Guest Column: Pauli Murray and Silent Sam

In light of the events of recent days and considering the living history of the University, I’d like to encourage the whole UNC community to read Pauli Murray’s memoir "Song in a Weary Throat."

Murray, an African-American woman who was raised in Durham had ancestors who were prominent planters in Orange County. One of her white ancestors was a UNC trustee. 

She applied for admission to the UNC graduate school in 1938, hoping to study public welfare and sociology. I graduated from the successor program to the one she hoped to attend — the School of Social Work — in 1993. Her application became a test case. At the time, it was against the law for UNC to admit African Americans.

Some students were outraged by her application, and there were letters both for and against her admission in the DTH and the local press. One student threatened to tar and feather any Black person who tried to join her in class. 

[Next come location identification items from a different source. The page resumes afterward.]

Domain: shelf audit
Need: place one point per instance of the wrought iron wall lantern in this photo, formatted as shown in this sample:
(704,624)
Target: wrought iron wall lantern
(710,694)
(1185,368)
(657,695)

Murray appealed directly to Frank Porter Graham for a positive response to her request. He responded that the decision was up to the North Carolina General Assembly. Murray’s aunt in Durham discouraged her attempts to gain admission to UNC. She was worried that the attention brought to the family by the case would cause her to lose her job as a public school teacher in Durham and the pension that she hoped to receive. 

Ultimately, Murray’s application was denied. Rather than allow her admission to the graduate school at UNC, the General Assembly created a graduate school at North Carolina Central University instead, furthering the flawed doctrine of separate but equal educational opportunity. That graduate school closed days after it opened, as only one student enrolled. 

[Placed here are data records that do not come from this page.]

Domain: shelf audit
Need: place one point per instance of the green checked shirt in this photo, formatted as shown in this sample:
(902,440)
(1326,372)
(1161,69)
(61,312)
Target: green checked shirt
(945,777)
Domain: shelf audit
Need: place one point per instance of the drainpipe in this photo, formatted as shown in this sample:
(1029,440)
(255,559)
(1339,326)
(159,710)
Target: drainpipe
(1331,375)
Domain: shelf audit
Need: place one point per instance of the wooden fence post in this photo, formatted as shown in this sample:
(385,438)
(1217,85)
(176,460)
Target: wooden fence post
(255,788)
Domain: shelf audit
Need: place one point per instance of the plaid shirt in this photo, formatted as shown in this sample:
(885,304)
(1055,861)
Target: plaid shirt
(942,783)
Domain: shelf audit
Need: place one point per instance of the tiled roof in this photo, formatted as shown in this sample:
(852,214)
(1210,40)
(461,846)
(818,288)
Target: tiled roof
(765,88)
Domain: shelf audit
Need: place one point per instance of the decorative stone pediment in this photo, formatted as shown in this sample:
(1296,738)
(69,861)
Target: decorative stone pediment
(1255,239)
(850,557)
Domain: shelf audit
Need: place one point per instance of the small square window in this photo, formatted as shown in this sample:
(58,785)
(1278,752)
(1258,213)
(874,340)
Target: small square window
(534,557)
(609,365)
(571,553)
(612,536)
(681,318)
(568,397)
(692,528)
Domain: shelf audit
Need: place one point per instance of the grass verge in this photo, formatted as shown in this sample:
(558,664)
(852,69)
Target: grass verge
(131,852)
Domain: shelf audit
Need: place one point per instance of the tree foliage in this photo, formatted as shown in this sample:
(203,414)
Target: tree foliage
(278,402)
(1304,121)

Murray went on to become a leader in the civil rights and women’s rights movements. She was a poet, an attorney and, in 1977, became the first African-American woman to be ordained as an Episcopal priest. As a child she had worshipped at the Chapel of the Cross, as had her enslaved ancestors, in the balcony apart from the white worshippers. She celebrated the Eucharist there after her ordination.

She turned down an honorary degree from UNC in 1978. After being initially excited to accept the honor, she declined in the midst of another controversy over segregation, when the General Assembly and UNC were further resisting full integration and fought a lawsuit from the federal government. 

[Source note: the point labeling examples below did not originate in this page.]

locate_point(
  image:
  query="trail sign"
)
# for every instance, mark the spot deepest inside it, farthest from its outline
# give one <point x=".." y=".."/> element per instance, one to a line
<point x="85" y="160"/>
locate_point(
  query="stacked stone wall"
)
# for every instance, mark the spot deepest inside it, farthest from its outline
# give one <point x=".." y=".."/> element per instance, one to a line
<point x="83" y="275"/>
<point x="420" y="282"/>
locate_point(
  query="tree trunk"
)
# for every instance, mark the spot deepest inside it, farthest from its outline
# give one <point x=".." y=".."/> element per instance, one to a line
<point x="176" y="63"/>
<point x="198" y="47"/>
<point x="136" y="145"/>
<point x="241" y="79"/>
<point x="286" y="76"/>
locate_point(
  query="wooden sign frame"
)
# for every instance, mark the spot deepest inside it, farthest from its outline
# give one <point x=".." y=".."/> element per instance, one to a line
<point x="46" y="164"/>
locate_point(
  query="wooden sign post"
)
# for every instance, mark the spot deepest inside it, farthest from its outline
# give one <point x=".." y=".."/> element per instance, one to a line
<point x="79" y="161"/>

UNC has had a long tradition of making African Americans unwelcome on campus. Silent Sam symbolized that desire to keep the school a place for those with considerable privilege.

Isn’t it time for us to see this history and how it continues to live in the present? If Carolina is to be a great public university, we need to reckon with our history. Let’s hope university leaders will see fit to shine some light, show some courage and promote liberty and equality for all. Pauli Murray can show us the way.